Date: October 2021
By: Ayanda Khumalo Product Marketing Manager for ESET
In 2020, the Covid-19 outbreak caused a global shift to remote and hybrid work forcing organisations to pivot the way they operate practically overnight, with little preparation. Most companies saw a crisis, while cybercriminals saw an opportunity.
South Africa is ranked the third highest in cybercrime victims globally – this is according to professional services company Accenture.
The report also indicates that South Africa is losing R2.2 billion a year due to these threats actors and these could be because of our lower defensive barriers than those more developed countries.
It’s imperative for organisations to change the way they do business and to adapt to the constantly changing environment. Security and IT teams must consciously improve their resilience strategy in a new world.
We had a sit down with Gabriel Le Roux, cyber security specialist from ESET, an award-winning internet security company.
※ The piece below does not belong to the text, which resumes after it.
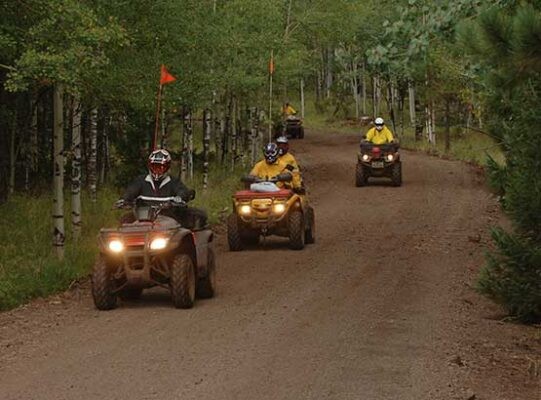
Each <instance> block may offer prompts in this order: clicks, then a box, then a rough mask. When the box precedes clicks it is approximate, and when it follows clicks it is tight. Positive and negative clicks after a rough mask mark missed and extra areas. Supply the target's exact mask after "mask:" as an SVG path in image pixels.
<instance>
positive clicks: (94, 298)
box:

We wanted to find out how businesses can protect themselves from attacks and learn from the recent attacks.
Question – What are your thoughts on the cyber-attack on the Department of Justice and Constitutional Development’s (DOJ&CD) which happened last month and resulted in personal data of South African being compromised and the alleged R33 million ransom demand claims?
Answer – “I find it very concerning the number of major entities that are being breached seemingly with such ease. Transnet earlier this year and now DoJ is a sign of where these hackers are putting their energy. These are targeted attacks with big multinational teams behind them.”
Le Roux also adds that both the country and businesses should be using this news as an air of caution. It is reported that they could have breached the network as early as April.
“A long dwell time on the network may have allowed them to gain trust within the network gathering information so that when they strike, they can infect/ encrypt even the back-ups. This sort of breach is something that only a great endpoint security software backed by Endpoint Detection and Response (EDR) combined with next-gen cloud sandboxing technology would give you the layers required to protect against.
He adds that organisations need to pay more attention to security awareness training efforts rather than the actual security product.
“Most of these sorts of attacks start with some form of social engineering be it as simple as phishing mail. I believe both government and business are not doing enough to arm their employees with the knowledge to avoid this just by being able to identify a phishing attempt” he concludes.
Question – What does this mean for organisations operating in South Africa and how can they better protect against cybercrimes?
Answer – “This means that even with a great backup solution and a fair level of security, tomorrow they could make it your day,” says Le Roux.
He adds that complacency and lack of action to take preventative measures could mean disaster.
“Although security is often what we call a grudge purchase, I prefer to think of it as peace of mind. Take the time to evaluate where you are and what steps can still be taken to bolster your security. The threats have evolved and so has our approach to protecting you” he says.
Le Roux highlights those businesses regardless of the industry they operate in need to make sure they have unpacked all the great layers of technology to ensure that their business is safe and secured online.
“Be sure to look into the added layers and tools such as cloud sandboxing and EDR,” he concludes.